<p>Due to Internet of things and social media platforms, raw data is getting generated from systems around us in three sixty degree with respect to time, volume and type. Social networking is increasing rapidly to exploit business advertisements as business demands. In this regard there are many challenges for data management service providers, security is one among them. Data management service providers need to ensure security for their privileged customers in providing accurate and valid data.
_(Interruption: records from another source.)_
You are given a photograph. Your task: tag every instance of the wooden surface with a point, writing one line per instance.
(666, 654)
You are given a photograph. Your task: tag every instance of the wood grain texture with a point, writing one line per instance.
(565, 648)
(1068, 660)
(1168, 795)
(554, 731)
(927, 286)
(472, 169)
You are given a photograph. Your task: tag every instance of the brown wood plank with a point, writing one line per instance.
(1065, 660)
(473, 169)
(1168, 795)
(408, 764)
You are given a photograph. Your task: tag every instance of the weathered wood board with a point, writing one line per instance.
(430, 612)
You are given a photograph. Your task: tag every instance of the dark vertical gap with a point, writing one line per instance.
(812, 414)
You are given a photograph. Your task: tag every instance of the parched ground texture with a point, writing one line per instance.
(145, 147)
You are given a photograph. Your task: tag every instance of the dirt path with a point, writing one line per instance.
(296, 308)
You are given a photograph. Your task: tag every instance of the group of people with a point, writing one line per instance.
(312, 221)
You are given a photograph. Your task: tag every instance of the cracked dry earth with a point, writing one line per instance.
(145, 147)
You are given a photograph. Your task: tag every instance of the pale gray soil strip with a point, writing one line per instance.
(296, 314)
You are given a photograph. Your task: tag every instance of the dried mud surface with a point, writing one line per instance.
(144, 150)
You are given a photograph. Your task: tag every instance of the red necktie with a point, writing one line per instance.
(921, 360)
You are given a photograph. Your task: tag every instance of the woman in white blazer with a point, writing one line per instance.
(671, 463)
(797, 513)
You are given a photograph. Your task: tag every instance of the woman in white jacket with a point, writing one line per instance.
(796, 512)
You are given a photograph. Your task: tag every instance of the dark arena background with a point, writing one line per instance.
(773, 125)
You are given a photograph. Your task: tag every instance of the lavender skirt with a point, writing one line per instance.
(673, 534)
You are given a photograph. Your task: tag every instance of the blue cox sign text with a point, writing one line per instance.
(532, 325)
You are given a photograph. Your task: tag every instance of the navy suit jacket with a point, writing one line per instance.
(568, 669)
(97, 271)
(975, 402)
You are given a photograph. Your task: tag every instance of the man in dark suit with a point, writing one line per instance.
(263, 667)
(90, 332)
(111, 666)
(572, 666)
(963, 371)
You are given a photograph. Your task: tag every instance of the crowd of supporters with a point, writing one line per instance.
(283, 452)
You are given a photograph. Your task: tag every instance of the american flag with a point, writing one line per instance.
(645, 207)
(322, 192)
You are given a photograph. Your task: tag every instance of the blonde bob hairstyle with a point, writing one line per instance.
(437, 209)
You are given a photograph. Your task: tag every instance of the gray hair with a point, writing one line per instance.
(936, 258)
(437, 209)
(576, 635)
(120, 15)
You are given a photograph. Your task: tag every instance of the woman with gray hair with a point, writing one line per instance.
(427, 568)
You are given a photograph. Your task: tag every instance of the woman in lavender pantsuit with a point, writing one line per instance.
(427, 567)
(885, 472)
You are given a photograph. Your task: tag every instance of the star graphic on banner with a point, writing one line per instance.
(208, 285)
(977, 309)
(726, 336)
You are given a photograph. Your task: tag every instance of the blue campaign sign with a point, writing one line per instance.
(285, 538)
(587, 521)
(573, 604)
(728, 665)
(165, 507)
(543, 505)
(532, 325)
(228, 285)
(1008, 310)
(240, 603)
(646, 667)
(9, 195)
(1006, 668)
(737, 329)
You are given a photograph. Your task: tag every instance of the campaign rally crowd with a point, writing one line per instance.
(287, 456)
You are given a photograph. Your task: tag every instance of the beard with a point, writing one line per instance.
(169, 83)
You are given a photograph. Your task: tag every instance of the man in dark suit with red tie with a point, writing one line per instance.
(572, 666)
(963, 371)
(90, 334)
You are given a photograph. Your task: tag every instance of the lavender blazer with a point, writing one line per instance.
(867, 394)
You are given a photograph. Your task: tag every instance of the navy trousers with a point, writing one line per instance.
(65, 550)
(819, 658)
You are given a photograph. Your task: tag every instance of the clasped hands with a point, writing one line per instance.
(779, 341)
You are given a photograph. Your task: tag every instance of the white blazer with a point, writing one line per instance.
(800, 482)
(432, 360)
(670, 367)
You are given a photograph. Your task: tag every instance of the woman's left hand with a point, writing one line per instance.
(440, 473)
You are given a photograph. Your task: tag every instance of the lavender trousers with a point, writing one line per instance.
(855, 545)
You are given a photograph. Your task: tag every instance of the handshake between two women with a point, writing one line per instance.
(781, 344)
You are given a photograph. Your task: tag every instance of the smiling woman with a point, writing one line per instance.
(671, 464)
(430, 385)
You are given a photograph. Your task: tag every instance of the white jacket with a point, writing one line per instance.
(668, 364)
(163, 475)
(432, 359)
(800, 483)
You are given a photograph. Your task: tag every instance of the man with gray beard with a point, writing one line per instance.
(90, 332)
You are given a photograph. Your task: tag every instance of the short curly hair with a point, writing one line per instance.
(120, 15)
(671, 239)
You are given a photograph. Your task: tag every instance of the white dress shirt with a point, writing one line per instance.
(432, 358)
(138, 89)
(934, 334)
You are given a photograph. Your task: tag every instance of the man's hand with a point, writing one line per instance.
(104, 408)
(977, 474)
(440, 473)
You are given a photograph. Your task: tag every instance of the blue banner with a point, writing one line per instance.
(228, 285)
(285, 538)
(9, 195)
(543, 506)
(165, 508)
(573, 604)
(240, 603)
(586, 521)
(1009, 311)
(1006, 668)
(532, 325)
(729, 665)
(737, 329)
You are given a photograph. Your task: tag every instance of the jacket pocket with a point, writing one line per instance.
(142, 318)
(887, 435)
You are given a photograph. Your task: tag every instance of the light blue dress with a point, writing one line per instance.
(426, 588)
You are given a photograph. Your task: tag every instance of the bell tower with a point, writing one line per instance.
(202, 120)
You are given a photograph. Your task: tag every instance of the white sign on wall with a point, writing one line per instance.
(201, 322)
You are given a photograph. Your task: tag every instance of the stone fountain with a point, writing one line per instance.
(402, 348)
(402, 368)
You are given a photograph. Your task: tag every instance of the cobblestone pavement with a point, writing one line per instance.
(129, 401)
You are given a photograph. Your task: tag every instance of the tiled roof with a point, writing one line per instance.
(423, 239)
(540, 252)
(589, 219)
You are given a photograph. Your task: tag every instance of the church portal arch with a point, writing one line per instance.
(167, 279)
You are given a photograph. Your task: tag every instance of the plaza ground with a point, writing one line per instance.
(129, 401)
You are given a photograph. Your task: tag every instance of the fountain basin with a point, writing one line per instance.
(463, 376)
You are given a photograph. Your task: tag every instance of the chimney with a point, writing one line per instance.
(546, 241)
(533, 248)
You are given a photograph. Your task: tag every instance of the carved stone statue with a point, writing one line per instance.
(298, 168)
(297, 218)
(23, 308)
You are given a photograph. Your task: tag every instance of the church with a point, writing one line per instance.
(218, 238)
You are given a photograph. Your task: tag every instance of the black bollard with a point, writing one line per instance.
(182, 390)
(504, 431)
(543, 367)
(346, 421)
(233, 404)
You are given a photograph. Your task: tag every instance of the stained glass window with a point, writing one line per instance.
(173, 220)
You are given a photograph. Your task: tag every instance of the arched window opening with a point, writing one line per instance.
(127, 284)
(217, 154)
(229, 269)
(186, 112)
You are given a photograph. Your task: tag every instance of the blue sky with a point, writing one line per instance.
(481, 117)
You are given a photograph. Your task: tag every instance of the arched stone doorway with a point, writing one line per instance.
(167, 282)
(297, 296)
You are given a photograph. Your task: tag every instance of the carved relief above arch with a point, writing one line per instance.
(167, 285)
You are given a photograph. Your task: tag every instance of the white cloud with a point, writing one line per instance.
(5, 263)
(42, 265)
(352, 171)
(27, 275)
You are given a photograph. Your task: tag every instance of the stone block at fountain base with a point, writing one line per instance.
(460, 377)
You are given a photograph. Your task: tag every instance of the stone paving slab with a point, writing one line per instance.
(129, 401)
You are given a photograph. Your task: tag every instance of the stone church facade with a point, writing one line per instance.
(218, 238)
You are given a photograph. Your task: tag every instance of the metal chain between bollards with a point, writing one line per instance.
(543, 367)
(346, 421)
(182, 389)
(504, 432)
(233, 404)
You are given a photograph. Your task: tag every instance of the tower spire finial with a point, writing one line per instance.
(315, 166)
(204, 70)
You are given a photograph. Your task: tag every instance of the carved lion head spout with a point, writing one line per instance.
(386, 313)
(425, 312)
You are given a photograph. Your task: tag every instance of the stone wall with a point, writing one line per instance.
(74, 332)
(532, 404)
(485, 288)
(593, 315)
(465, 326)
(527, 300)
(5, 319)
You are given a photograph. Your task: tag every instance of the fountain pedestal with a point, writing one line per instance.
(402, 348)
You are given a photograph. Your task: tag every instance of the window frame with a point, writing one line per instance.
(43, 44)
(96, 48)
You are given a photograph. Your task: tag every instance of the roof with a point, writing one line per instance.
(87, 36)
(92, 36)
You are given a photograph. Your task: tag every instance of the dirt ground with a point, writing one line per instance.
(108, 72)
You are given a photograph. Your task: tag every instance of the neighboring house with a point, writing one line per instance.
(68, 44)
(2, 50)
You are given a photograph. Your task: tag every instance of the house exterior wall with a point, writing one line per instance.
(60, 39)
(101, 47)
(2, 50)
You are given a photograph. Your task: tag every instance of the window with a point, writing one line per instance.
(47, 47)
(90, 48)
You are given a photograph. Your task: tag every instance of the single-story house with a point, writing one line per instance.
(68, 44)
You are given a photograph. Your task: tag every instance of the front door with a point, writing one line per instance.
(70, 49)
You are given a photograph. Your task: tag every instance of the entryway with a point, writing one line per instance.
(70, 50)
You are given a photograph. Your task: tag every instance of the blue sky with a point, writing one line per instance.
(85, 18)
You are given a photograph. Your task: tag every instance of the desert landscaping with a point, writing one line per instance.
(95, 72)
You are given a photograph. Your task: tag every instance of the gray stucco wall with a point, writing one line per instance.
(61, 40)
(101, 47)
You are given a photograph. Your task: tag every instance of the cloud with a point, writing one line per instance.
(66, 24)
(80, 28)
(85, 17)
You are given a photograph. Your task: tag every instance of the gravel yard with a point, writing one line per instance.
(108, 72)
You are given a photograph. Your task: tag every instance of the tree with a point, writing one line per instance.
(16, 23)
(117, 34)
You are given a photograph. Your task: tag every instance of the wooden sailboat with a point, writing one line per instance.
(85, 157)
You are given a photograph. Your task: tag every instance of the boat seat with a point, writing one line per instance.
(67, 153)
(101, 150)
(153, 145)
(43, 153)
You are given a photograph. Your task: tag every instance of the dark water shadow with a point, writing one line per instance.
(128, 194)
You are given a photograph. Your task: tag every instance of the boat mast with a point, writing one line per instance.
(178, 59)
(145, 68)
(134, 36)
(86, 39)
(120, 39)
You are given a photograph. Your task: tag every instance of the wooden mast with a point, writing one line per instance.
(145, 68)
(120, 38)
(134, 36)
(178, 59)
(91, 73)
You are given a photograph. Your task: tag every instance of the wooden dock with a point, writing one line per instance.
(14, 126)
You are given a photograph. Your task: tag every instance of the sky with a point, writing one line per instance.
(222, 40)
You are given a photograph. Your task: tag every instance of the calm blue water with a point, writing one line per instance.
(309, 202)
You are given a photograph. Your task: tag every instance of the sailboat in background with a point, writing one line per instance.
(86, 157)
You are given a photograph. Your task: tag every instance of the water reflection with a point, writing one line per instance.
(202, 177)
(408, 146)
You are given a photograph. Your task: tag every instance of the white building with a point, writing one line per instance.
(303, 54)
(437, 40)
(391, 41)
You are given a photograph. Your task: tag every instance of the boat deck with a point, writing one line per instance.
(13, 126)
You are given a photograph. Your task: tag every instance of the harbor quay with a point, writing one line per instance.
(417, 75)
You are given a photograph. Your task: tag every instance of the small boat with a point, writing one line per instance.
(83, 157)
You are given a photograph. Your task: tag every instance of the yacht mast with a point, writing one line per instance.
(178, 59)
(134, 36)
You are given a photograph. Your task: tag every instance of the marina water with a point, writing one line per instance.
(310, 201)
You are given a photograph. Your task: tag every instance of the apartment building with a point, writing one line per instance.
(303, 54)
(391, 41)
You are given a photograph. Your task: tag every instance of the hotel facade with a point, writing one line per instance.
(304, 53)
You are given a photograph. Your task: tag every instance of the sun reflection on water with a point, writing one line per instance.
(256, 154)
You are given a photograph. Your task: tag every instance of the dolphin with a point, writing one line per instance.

Since underlying transactional data have varying data characteristics such huge volume, variety and complexity, there is an essence of deploying such data sets on to the big data platforms which can handle structured, semi-structured and un-structured data sets. In this regard we propose a data masking technique for big data security. Data masking ensures proxy of original dataset with a different dataset which is not real but looks realistic. The given data set is masked using modulus operator and the concept of keys. Our experiment advocates enhanced modulus based data masking is better with respect to execution time and space utilization for larger data sets when compared to modulus based data masking. This work will help big data developers, quality analysts in the business domains and provides confidence for end-users in providing data security.</p>
In today’s predictive analytics world, data engineering play a vital role, data acquisition is carried out from various source systems and process as per the business applications and domain. Big Data integrates, governs, and secures big data with repeatable, reliable, and maintainable processes. Through volume, speed, and assortment of information characteristics try to reveal business esteem from enormous information. However, with information that is frequently deficient, conflicting, ungoverned, and unprotected, which is hazardous and enormous information being a risk instead of an advantage. What's more, with conventional methodologies that are manual and unpredictable, huge information ventures take too long to acknowledge business esteem. Reasonably and over and again conveying business esteem from enormous information requires another technique. In this connection, raw data has to be moved between onsite and offshore environment during this course of action, data privacy is a major concern and challenge. A Big Data Privacy platform can make it easier to detect, investigate, assess, and remediate threats from intruders. We tried to do complete study of Big Data Privacy using data masking methods on various data loads and different types. This work will help data quality analyst and big data developers while building the big data applications.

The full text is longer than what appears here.